Around this time I used to go to the pub with a bunch of guys, one of which would include this girl from one of the churches I went to. Never drank alcohol, naturally, but she was connected to a couple of my mates so she came along to mingle and all the rest of it. I've always been an accepting person, regardless of who I've hung about with, so she was welcome to chill with the fellas. Except she had a propensity to cast judgement on the choices of others,
particularly sexual choices. So if someone spoke about a relationship or a sexual encounter, out would come the
ridiculous moral judgments about 'lack of respect' and empty souls etc.
But worst of all, and I really couldn't cope with this, was her habit of bringing up conversations about homosexuals and
homosexuality, where she would say something like "I'm sorry, but gays are not normal, their acts are disgusting and against the word of God and they are going to hell".
This may have seemed normal amongst her mates, but down my local with the gang?
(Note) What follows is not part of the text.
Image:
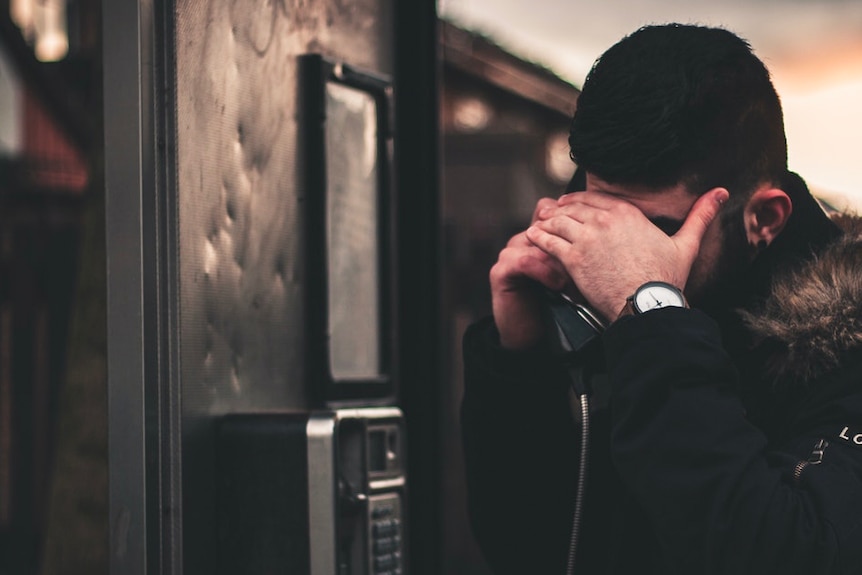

Totally and utterly inappropriate and not in keeping with normal conversation whatsoever. Firstly, none of us were (openly at least) gay, and secondly ,why say it? Why make the point over and over. Alright, already, you think gays are toast. We don't and we don't really want that sort of shit spoken here. She never got the hint, instead backing up her sometimes politically tinged comments with stuff about 'love for the person, not the deed'. Well, if there's love for the person, why do you look like a bulldog swallowing a wasp whenever you obsessively raise the subject of gays and the Devil?
I've never had a good, positive, sincere encounter with a Christian. If they are not outright offensive and
cunty, they are manipulative, sly and mealy mouthed, with awkward intentions. Religious people, based on my experiences, fall into two camps. Those that need the crutch for themselves, to provide meaning and validation. And those that need it to be a crutch for other people. The gullible, selfish salvation hunters, and the power hungry manipulators.
And I guess all this ties in quite nicely with the film 'W.' and phenomenas like Tony Blair. People in high up positions of power are enraptured by religion, because it is a tool of power over themselves and others.
Religion is the lubrication of lunacy. It is no co-incidence that most of the world's religious leaders and political figures are lunatics and complete bastards.